Note that pruning is done _after_ minimization, which differs from the protocol described in the references [1] [2].

References

[1]http://rdkit.org/docs/GettingStartedInPython.html#working-with-3d-molecules
[2]http://pubs.acs.org/doi/full/10.1021/ci2004658

Notes

This class requires RDKit to be installed.

__init__(max_conformers: int = 1, rmsd_threshold: float = 0.5, force_field: str = 'uff', pool_multiplier: int = 10)[source]
Parameters:
  • max_conformers (int, optional (default 1)) – Maximum number of conformers to generate (after pruning).
  • rmsd_threshold (float, optional (default 0.5)) – RMSD threshold for pruning conformers. If None or negative, no pruning is performed.
  • force_field (str, optional (default 'uff')) – Force field to use for conformer energy calculation and minimization. Options are ‘uff’, ‘mmff94’, and ‘mmff94s’.
  • pool_multiplier (int, optional (default 10)) – Factor to multiply by max_conformers to generate the initial conformer pool.
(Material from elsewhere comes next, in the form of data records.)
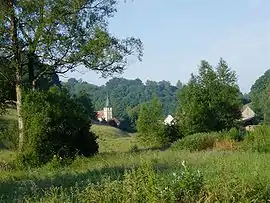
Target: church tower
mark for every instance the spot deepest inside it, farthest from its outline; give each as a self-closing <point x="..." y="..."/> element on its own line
<point x="107" y="110"/>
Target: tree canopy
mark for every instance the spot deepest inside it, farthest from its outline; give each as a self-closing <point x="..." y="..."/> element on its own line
<point x="210" y="101"/>
<point x="126" y="95"/>
<point x="258" y="94"/>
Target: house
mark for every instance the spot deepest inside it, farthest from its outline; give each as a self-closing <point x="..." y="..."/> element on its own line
<point x="169" y="120"/>
<point x="248" y="119"/>
<point x="247" y="113"/>
<point x="106" y="113"/>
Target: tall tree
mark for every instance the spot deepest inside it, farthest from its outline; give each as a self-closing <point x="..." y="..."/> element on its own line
<point x="258" y="94"/>
<point x="210" y="101"/>
<point x="150" y="124"/>
<point x="63" y="35"/>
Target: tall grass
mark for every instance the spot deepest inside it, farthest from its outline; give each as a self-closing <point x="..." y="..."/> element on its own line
<point x="145" y="175"/>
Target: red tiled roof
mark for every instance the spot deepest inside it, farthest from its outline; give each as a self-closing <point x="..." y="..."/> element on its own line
<point x="100" y="114"/>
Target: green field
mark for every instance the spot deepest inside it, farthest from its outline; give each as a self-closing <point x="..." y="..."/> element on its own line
<point x="228" y="176"/>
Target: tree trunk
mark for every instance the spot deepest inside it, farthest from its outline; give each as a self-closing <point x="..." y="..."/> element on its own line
<point x="19" y="104"/>
<point x="17" y="69"/>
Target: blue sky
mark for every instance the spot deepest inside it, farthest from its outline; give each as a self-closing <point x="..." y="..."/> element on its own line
<point x="178" y="34"/>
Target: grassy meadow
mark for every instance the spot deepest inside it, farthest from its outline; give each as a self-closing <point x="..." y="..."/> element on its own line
<point x="122" y="172"/>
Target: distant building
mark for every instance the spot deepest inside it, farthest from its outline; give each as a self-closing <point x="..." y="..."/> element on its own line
<point x="106" y="114"/>
<point x="247" y="113"/>
<point x="248" y="119"/>
<point x="169" y="120"/>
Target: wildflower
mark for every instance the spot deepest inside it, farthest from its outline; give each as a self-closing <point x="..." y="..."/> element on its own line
<point x="183" y="164"/>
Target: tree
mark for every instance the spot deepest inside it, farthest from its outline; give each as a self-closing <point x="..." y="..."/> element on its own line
<point x="63" y="35"/>
<point x="84" y="99"/>
<point x="210" y="101"/>
<point x="150" y="124"/>
<point x="179" y="84"/>
<point x="56" y="125"/>
<point x="258" y="95"/>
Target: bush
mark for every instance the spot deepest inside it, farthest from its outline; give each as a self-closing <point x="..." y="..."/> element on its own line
<point x="258" y="140"/>
<point x="112" y="123"/>
<point x="196" y="142"/>
<point x="234" y="134"/>
<point x="145" y="184"/>
<point x="9" y="136"/>
<point x="57" y="125"/>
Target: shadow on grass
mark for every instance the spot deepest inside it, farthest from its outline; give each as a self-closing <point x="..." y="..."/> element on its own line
<point x="137" y="151"/>
<point x="18" y="189"/>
Since conformers are pruned after energy minimization, increasing the size of the pool increases the chance of identifying max_conformers unique conformers.
embed_molecule(mol: Any) → Any[source]

Generate conformers, possibly with pruning.

Parameters:mol (rdkit.Chem.rdchem.Mol) – RDKit Mol object
Returns:mol – RDKit Mol object with embedded multiple conformers.
Return type:rdkit.Chem.rdchem.Mol
generate_conformers(mol: Any) → Any[source]

Generate conformers for a molecule.

This function returns a copy of the original molecule with embedded conformers.

Parameters:mol (rdkit.Chem.rdchem.Mol) – RDKit Mol object
Returns:mol – A new RDKit Mol object containing the chosen conformers, sorted by increasing energy.
Return type:rdkit.Chem.rdchem.Mol
get_conformer_energies(mol: Any) → numpy.ndarray[source]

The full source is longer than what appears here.